Cependant, la justice, tout en tenant compte de la ligne jurisprudentielle précitée de la Cour newyorkaise, a considéré que la solution des problèmes de Kivalina est dans les mains du pouvoir législatif et du gouvernement[8]. Qui plus est, elle a aussi estimé que les requérants devraient en tout cas offrir la preuve que leurs biens sont menacés par le fait qu’ils sont situés en proximité des émissions. En cas contraire, chacun des habitants de la Terre pourrait promouvoir une action analogue.
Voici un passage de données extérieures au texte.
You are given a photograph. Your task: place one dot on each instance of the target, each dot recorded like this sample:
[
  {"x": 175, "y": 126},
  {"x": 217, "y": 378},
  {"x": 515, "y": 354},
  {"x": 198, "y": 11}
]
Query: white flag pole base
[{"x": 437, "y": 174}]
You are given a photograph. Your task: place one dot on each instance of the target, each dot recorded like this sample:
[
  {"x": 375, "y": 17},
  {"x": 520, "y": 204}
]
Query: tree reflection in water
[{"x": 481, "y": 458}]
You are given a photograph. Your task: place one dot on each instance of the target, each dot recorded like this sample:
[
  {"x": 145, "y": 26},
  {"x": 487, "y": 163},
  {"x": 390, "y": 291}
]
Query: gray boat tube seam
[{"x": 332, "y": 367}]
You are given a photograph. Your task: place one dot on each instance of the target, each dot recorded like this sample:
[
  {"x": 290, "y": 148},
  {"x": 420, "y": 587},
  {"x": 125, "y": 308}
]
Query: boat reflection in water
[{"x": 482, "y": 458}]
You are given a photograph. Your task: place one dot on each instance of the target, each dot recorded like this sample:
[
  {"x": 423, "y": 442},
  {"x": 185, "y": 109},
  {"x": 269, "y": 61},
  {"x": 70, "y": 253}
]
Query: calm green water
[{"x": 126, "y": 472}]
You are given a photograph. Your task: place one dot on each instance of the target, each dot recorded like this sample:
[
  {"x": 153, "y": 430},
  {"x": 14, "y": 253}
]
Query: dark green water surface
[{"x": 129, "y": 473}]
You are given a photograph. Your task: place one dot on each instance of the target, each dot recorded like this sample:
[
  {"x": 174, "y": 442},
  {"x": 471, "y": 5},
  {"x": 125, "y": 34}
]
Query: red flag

En tout cas, très souvent, l’exploitation des ressources naturelles nécessite la prise en compte des droits des peuples autochtones, qui résident sur les territoires concernés par la mise en valeur de ces ressources[9]. Le développement des droits des populations autochtones est une des surprises de l’histoire puisque personne ne croyait après le second conflit mondial que ces peuples avaient un quelconque avenir : ils devaient être absorbés dans les populations dominantes par une élévation commune du niveau de vie[10]. Pas seulement il n’en a pas été ainsi mais la Déclaration universelle de l’Unesco sur la diversité culturelle, adoptée en 2001, affirme pour la première fois que la diversité culturelle est « gage d’un développement humain durable ». Qui plus est, l’Assemblée générale des Nations Unies a adopté le 13 septembre 2007, après plus de vingt ans de négociations, la Déclaration sur les droits de ces peuples tandis que les 4 pays dissidents – l’Australie, le Canada, la Nouvelle-Zélande et les États-Unis – ont tous changé plus tard leur position et ont exprimé leur soutien à la Déclaration[11].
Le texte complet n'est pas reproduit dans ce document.